A Rollover Study for Continued Study Treatment and Ongoing Safety Monitoring

An Open Label, Rollover Platform Study for Continued Study Treatment and Ongoing Safety Monitoring

The purpose of this study is to collect long-term safety data in participants with cancers including acute myeloid leukemia, non-Hodgkin lymphoma, myelodysplastic syndrome, chronic lymphocytic leukemia (type of cancer of the blood and bone marrow in which the bone marrow makes a large number of abnormal blood cells) and advanced solid tumors and metastatic castration-resistant prostate cancer (mCRPC).

Study Overview

• Status: Enrolling by invitation
• Conditions: Neoplasms; Lymphoma, Non-Hodgkin; Myelodysplastic Syndromes; Leukemia, Myeloid, Acute; Leukemia, Lymphocytic, Chronic, B-Cell; Prostatic Neoplasms, Castration-Resistant; Solid Tumor, Adult
• Intervention / Treatment: Drug: JNJ-75348780; Drug: JNJ-67856633; Drug: JNJ-54179060; Drug: JNJ-64264681; Drug: JNJ-74856665; Drug: JNJ-70218902; Drug: JNJ-64619178; Drug: JNJ-80948543; Drug: JNJ-87801493

• Study Type: Interventional
• Enrollment (Estimated): 120
• Phase: Phase 1

Contacts and Locations

Study Locations

• Australia
  • Nedlands, Australia, 6009
    • Linear Clinical Research Ltd
• Belgium
  • Ghent, Belgium, 9000
    • Ghent University Hospital
• France
  • Lille, France, 59000
    • Hopital Claude Huriez
  • Nantes, France, 44093
    • CHU Nantes
  • Villejuif, France, 94805
    • Institut Gustave Roussy
• Georgia
  • Tbilisi, Georgia, Postal code 0112
    • ARENSIA Exploratory Medicine
• Greece
  • Athens, Greece, 115 28
    • Alexandra Hospital
• Israel
  • Haifa, Israel, 3109601
    • Rambam Medical Center
  • Haifa, Israel, 3109601
    • Rambam Med.Center - Hematology Institute
  • Jerusalem, Israel, 9112001
    • Hadassah University Hospita Ein Kerem
• Japan
  • Nagoya, Japan, 460-0001
    • National Hospital Organization Nagoya Medical Center
  • Tokyo, Japan, 135 8550
    • The Cancer Institute Hospital of JFCR
• Moldova
  • Chisinau, Moldova, 2025
    • ARENSIA Exploratory Medicine
• Poland
  • Gdansk, Poland, 80 214
    • Uniwersyteckie Centrum Kliniczne Osrodek Badan Klinicznych Wczesnych Faz
  • Krakow, Poland, 30-727
    • Pratia McM Krakow
  • Skorzewo, Poland, 60-185
    • Aidport Sp Z O O
• South Korea
  • Seoul, South Korea, 03722
    • Severance Hospital Yonsei University Health System
• Spain
  • Barcelona, Spain, 08036
    • Hosp.
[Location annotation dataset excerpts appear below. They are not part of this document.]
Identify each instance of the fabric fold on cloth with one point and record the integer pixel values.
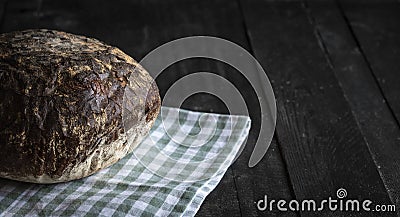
(170, 173)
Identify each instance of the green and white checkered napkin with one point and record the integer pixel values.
(128, 188)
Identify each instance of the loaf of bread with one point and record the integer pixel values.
(69, 105)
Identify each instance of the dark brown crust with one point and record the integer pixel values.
(60, 97)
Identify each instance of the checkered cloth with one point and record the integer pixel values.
(141, 184)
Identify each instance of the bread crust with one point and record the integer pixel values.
(69, 105)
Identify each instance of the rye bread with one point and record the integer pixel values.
(62, 105)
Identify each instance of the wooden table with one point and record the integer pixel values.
(334, 67)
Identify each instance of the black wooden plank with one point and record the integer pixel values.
(2, 9)
(140, 26)
(375, 119)
(375, 25)
(322, 145)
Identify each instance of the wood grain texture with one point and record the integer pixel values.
(137, 27)
(375, 119)
(322, 145)
(375, 25)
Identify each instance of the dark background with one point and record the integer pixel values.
(334, 67)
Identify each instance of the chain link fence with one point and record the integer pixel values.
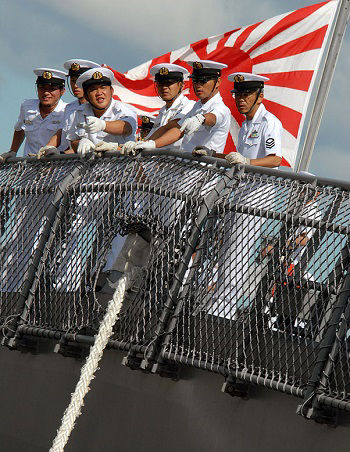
(239, 271)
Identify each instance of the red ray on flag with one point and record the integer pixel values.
(287, 49)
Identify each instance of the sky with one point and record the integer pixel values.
(39, 33)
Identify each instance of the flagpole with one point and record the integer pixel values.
(324, 86)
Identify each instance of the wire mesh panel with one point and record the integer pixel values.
(26, 192)
(124, 215)
(263, 283)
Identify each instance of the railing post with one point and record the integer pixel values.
(34, 270)
(208, 204)
(328, 349)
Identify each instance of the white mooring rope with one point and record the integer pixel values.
(73, 410)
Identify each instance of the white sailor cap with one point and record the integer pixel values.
(50, 76)
(78, 67)
(167, 71)
(305, 173)
(206, 68)
(100, 75)
(246, 81)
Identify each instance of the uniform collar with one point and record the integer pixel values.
(258, 115)
(177, 102)
(211, 101)
(59, 107)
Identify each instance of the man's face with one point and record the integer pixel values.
(245, 100)
(49, 94)
(99, 95)
(205, 88)
(168, 89)
(77, 92)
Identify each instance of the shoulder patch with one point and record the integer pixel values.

Clinic de Barcelona
  • Barcelona, Spain, 08035
    • Hosp Univ Vall D Hebron
  • Barcelona, Spain, 08035
    • Hosp Univ Vall D Hebron 1
  • Madrid, Spain, 28040
    • Hosp Univ Fund Jimenez Diaz
  • Pamplona, Spain, 31008
    • Clinica Univ. de Navarra
• Taiwan
  • Kaohsiung City, Taiwan, 833
    • Chang Kung Memorial Hospital
  • Taichung, Taiwan, 404327
    • China Medical University Hospital
  • Tainan, Taiwan, 704
    • National Cheng Kung University Hospital
  • Taipei, Taiwan, 100
    • National Taiwan University Hospital
• Ukraine
  • Kyiv, Ukraine, 01135
    • Medical Center of Limited Liability Company Arensia Exploratory Medicine
• United Kingdom
  • Leicester, United Kingdom, LE1 5WW
    • University Hospitals of Leicester NHS Trust
  • London, United Kingdom, EC1A 7BE
    • St Bartholomews Hospital
  • Plymouth, United Kingdom, PL6 8DH
    • University Hospitals Plymouth NHS Trust

Participation Criteria

Eligibility Criteria

• Ages Eligible for Study: Adult; Older Adult
• Accepts Healthy Volunteers: No

Description

Inclusion Criteria:

• Have participated in a parent study, with a linked intervention specific appendix (ISA) within this platform study, in which they initially received study treatment(s) prior to rolling over to this platform study
• Satisfy all ISA specific inclusion criteria
• Sign an informed consent form (ICF) (or their legally acceptable representative must sign) indicating that the participant understands the purpose of, and procedures required for, the study and is willing to participate in the platform study with details per the relevant ISA
• Be willing and able to adhere to the lifestyle restrictions specified in the relevant ISA

Exclusion Criteria:

• Have any condition or situation which, in the opinion of the investigator, may put the subject at significant risk, may confound the study results, or may interfere significantly with subject's participation in the study
• Have unacceptable toxicities or overt disease progression observed at time of rollover to the respective ISA
• Meets any exclusion criteria within the pertinent ISA

Study Plan

How is the study designed?

Design Details

• Primary Purpose: Treatment
• Allocation: N/A
• Interventional Model: Single Group Assignment
• Masking: None (Open Label)

Number of Arms

1

Arms and Interventions

Participant Group / Arm

Intervention / Treatment

Other: Long Term Safety Assessment (Platform Study); The platform rollover study provides continued long-term access to study treatment(s) (JNJ-64264681; JNJ-67856633 (safimaltib); JNJ-54179060 (ibrutinib); JNJ-75348780; JNJ-74856665; JNJ-64619178; JNJ-70218902; JNJ-80948543; JNJ-87801493) for participants currently receiving the active study treatment in parent studies and deriving benefit from it. Eligible participants in parent study will rollover to this platform study which will be adapted into Intervention Specific Appendix (ISA) within the platform study. Participants will initiate the platform study under the relevant ISA, and will continue to receive study treatment at the dose they received in parent study.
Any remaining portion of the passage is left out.